The Pantone Color Matching System (PMS) is an industry standard color matching and reproduction system. By creating a standardized and cataloged set of colors, Pantone allows various manufacturers in different locations to make use of this system in order to make sure their product colors will match without having to directly contact one another. The actual Pantone guides consist of a large number of thin cardboard sheets measuring approximately 6"×2" (15cm×5cm) which are printed on one side with a series of color swatches and then bound into a small flipbook. An example "page" might contain a number of blues varying from light to dark, or from a "true" blue toward a more turquoise shade.
Applications[edit | edit source]
One of the most notable applications is the standardizing of colors in the CMYK process. In the CMYK process, color printing is achieved by using four inks: cyan, magenta, yellow, and black. This use is especially important since the majority of the world's printed material is produced using the CMYK process. There is a special subset of Pantone colors that can be reproduced using this process, and those able to be simulated through the CMYK process are specially labeled in the company's guides.
Colors in the Pantone system are referred to by their allocated number, for example, 'PMS 130'. PMS colors are almost always used in branding and have also been used in government legislation to describe the colors of flags. Scottish Parliament debated a petition in January 2003 to refer to the blue in the Scottish flag (St. Andrew's Cross) as 'PMS 300'. Canada and South Korea, as well as organizations like the Fédération Internationale de l'Automobile (FIA) have also moved to match their colors to Pantone coded colors in an effort to avoid the erroneous production of their flags/logos. Several U.S. states including Texas have passed legislation for the use of PMS colors in their flags for this same reason.

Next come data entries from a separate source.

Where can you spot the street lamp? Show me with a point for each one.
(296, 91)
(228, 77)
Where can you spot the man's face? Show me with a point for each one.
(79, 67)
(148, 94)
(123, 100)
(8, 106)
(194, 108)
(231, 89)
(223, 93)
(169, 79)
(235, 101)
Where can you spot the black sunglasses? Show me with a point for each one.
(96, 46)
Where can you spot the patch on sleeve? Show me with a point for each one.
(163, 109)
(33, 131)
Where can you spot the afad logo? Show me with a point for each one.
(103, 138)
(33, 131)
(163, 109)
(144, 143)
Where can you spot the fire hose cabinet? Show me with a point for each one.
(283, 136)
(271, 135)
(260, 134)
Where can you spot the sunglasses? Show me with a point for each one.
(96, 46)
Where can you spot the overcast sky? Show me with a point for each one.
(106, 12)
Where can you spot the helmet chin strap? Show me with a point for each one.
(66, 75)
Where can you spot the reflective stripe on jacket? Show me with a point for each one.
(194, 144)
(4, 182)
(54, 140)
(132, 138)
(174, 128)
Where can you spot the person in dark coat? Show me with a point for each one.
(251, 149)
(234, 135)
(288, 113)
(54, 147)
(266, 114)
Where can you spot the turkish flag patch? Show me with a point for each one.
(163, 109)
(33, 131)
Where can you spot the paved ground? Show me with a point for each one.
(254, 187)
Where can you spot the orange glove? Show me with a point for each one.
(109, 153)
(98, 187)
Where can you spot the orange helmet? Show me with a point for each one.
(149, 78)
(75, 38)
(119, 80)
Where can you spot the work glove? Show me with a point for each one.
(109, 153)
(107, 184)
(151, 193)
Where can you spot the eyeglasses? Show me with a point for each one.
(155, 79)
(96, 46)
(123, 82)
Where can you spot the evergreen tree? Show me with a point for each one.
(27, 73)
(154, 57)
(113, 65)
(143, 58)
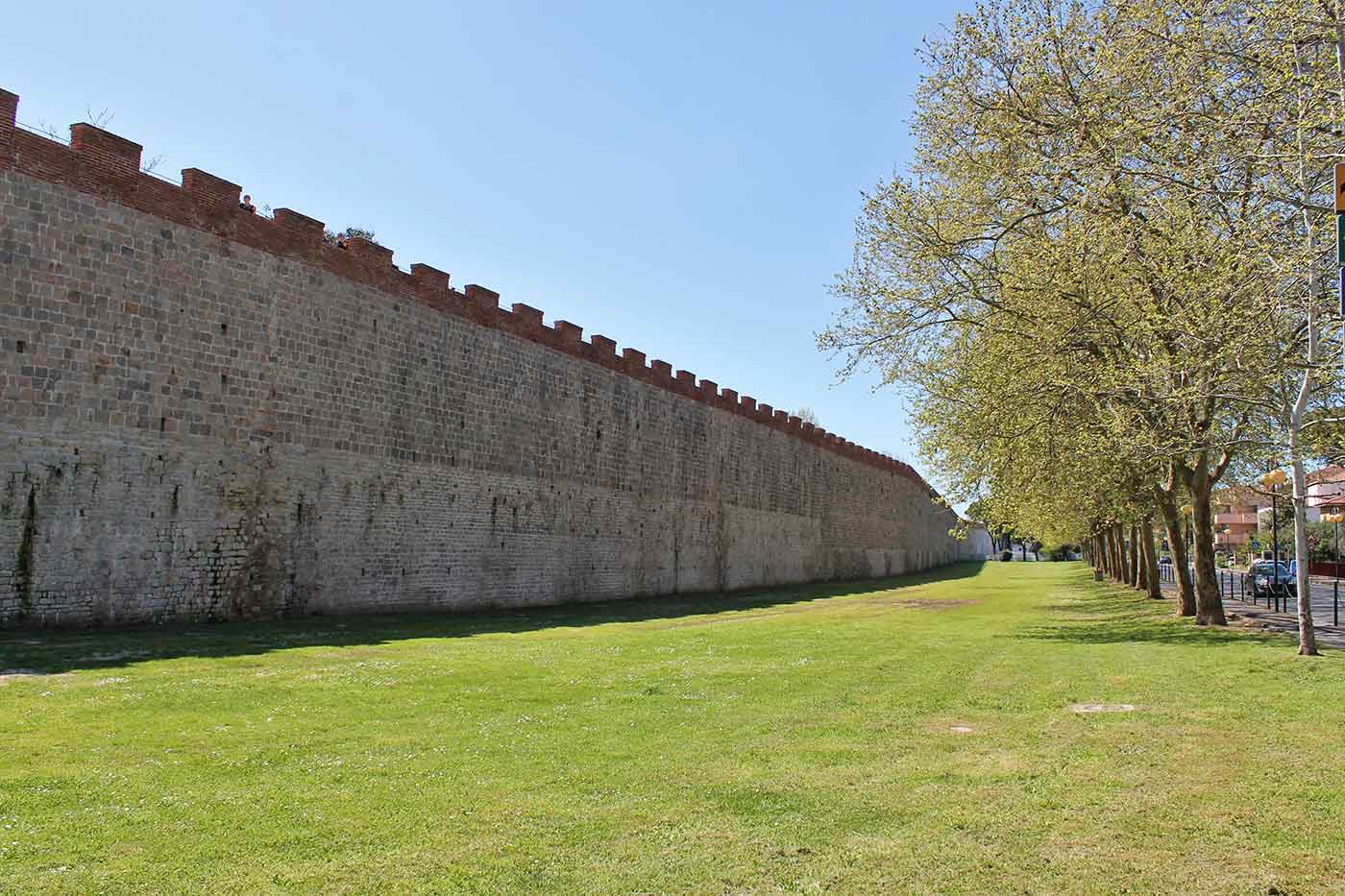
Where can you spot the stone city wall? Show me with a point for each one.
(206, 413)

The Pantone system also allows for a variety of specialized colors to be produced including metallics and fluorescents. While the majority of the colors on the Pantone system are beyond the printed CMYK range, in 2001 Pantone began providing RGB translations of their existing colors. Pantone's latest system, "Goe," includes RGB as well as Lab values with each color. Computer screen-based colors use the red, green, blue (RGB) system to create various shades, while unlike the RGB and CMYK color models, the Lab color system is designed to approximate human vision.